«Fu allora…»
«Che cosa?»
«Che ci pensai… per la prima volta, insomma…»
«Al suicidio ?»
«No», disse Josh. «Alla mia vita, intesa come le mie emozioni. Insomma, è un po’ complicato da spiegare ora, perché io sono morto, lei anche, e…»
«Credo di saperne abbastanza sulle emozioni e sulla morte», lo interruppe il dottor Brenner. «Faccio questo lavoro da quando mi trovo qui.»
«Cioè… io stavo suonando quella musica. Quella meravigliosa, unica musica! E lei era davanti a me, e… cazzo, non lo capiva! Non provava quello che provavo io! Mi sentivo felice, mi sentivo al settimo cielo, e lei vedeva solo un ragazzo sorridente, ma non capiva veramente come mi sentissi!»
«Ti chiese di smettere?»
«Già…»
«E poi che facesti? Smettesti di suonare?»
«Buttai la chitarra, spensi lo stereo. Fanculo a tutti, pensai. Ecco, mi ricordo solo questo…»
«Tua moglie tentò di parlarne?»
«Era incazzata», disse Josh. «Pensava solo a discutere. Era come se il suo fottutissimo discorso sui progetti per il week end fosse più importante della mia felicità, di quello che stavo provando. Ne avevo così tanto bisogno… Papà ci aveva lasciati da poco, e io mi sentivo così solo… Con la chitarra mi sembrava di volare, di essere ancora con lui, di potercela fare, ma cazzo… Quella stronza sembrava facesse apposta a non accorgersene!»
«Era gelosa?
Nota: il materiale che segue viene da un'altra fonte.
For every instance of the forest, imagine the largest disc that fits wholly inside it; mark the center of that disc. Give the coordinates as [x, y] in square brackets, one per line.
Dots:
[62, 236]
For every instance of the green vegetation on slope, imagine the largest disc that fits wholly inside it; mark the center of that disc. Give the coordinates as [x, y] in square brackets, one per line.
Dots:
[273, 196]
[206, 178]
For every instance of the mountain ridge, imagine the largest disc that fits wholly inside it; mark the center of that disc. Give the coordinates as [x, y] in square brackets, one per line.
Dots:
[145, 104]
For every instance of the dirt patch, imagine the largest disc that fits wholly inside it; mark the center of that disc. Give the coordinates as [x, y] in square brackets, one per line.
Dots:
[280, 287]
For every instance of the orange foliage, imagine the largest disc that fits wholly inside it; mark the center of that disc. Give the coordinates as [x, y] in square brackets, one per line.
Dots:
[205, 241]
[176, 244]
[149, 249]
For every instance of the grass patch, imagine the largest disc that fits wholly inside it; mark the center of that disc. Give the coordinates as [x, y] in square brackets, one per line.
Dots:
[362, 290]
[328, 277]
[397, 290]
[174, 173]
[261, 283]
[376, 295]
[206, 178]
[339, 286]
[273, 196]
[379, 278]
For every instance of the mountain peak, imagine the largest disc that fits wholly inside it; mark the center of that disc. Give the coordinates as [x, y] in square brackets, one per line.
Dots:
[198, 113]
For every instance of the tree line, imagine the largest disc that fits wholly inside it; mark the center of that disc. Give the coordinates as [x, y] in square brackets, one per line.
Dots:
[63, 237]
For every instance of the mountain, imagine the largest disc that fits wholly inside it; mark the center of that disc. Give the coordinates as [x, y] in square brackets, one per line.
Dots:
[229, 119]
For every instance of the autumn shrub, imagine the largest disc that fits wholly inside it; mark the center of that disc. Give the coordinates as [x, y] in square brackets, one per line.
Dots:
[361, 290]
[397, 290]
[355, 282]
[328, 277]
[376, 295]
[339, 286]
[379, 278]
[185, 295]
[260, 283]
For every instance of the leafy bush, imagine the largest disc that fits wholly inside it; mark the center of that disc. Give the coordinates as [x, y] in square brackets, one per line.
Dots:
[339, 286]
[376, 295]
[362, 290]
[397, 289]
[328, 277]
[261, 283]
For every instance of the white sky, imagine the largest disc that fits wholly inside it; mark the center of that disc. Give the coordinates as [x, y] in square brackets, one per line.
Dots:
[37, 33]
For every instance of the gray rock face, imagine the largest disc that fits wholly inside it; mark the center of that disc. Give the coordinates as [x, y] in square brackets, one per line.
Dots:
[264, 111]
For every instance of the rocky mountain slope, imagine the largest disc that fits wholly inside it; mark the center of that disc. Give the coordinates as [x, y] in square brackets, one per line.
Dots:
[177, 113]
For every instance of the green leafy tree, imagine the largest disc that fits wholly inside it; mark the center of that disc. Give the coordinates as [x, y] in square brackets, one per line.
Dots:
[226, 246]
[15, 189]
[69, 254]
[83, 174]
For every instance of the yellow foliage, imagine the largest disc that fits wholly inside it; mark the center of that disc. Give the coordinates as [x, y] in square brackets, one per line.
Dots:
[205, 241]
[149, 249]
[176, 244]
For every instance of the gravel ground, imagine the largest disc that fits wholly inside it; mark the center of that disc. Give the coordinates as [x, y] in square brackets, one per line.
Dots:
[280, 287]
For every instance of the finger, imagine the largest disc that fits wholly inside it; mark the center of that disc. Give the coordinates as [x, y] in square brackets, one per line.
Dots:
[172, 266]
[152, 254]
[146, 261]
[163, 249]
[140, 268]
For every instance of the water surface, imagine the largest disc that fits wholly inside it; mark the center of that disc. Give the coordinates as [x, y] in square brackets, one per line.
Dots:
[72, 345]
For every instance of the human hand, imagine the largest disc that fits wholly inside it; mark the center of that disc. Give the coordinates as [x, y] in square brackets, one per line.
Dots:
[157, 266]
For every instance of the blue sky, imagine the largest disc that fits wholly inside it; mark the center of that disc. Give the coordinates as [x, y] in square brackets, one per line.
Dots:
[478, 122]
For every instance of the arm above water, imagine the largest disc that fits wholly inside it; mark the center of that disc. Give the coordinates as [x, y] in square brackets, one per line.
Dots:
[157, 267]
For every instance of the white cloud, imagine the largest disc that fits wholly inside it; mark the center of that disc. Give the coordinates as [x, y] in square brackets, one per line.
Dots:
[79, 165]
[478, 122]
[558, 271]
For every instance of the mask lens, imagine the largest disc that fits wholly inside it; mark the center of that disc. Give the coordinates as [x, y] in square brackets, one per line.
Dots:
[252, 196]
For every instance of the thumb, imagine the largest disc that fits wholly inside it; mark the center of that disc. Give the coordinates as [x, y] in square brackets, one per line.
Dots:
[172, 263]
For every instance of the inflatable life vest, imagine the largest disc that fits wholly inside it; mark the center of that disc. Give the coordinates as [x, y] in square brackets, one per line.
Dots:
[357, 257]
Del tuo stato d’animo, intendo.»
«Chi può dirlo, dottore?»
Josh guardava lo studio del dottor Brenner. Due anime morte a parlare della vita. Della vita di Josh Durant, nello specifico. Ragazzo suicida. Imbottito di pillole. Aveva lasciato uno struggente messaggio d’addio. Ma allo studio del dottor Brenner, terapeuta delle anime perdute nell’aldilà, cercava di spiegare come non fosse servito a nulla.
«Avevo vissuto solo per le emozioni: musica, cinema, libri. Avevo persino cominciato a scrivere poesie!» Josh fumava. Gli occhi tornavano alla sua breve vita. Brenner lo guardava attentamente. Ne aveva seguiti a centinaia come lui.
«Nessuno può comprendere davvero le emozioni che provi», aggiunse poi. «Sono solo tue, e di nessun altro. Condividerle? Può creare empatia, certo… ammirazione. Ma il vero tesoro è come te le porti dentro! Nessuno si può sentire come te, se sei sensibile abbastanza! Quando, quel giorno, capii questo, quando capii che nemmeno con le persone a me più care potevo condividere il meglio della mia vita, ecco…»
«Scegliesti la morte.»
Silenzio. Josh dovette dare ragione al maledetto strizzacervelli. Fumò una sigaretta dietro l’altra. Non facevano male alla salute, lì dove si trovavano. Il fumo aleggiava sopra la sua testa. Tra ricordi recenti che non avrebbe più vissuto. Dannata vita. Così intensa, così difficile. Me la sono giocata male, pensò. L’ho sopravvalutata, e lei mi ha pugnalato alle spalle. Sarà per un’altra volta.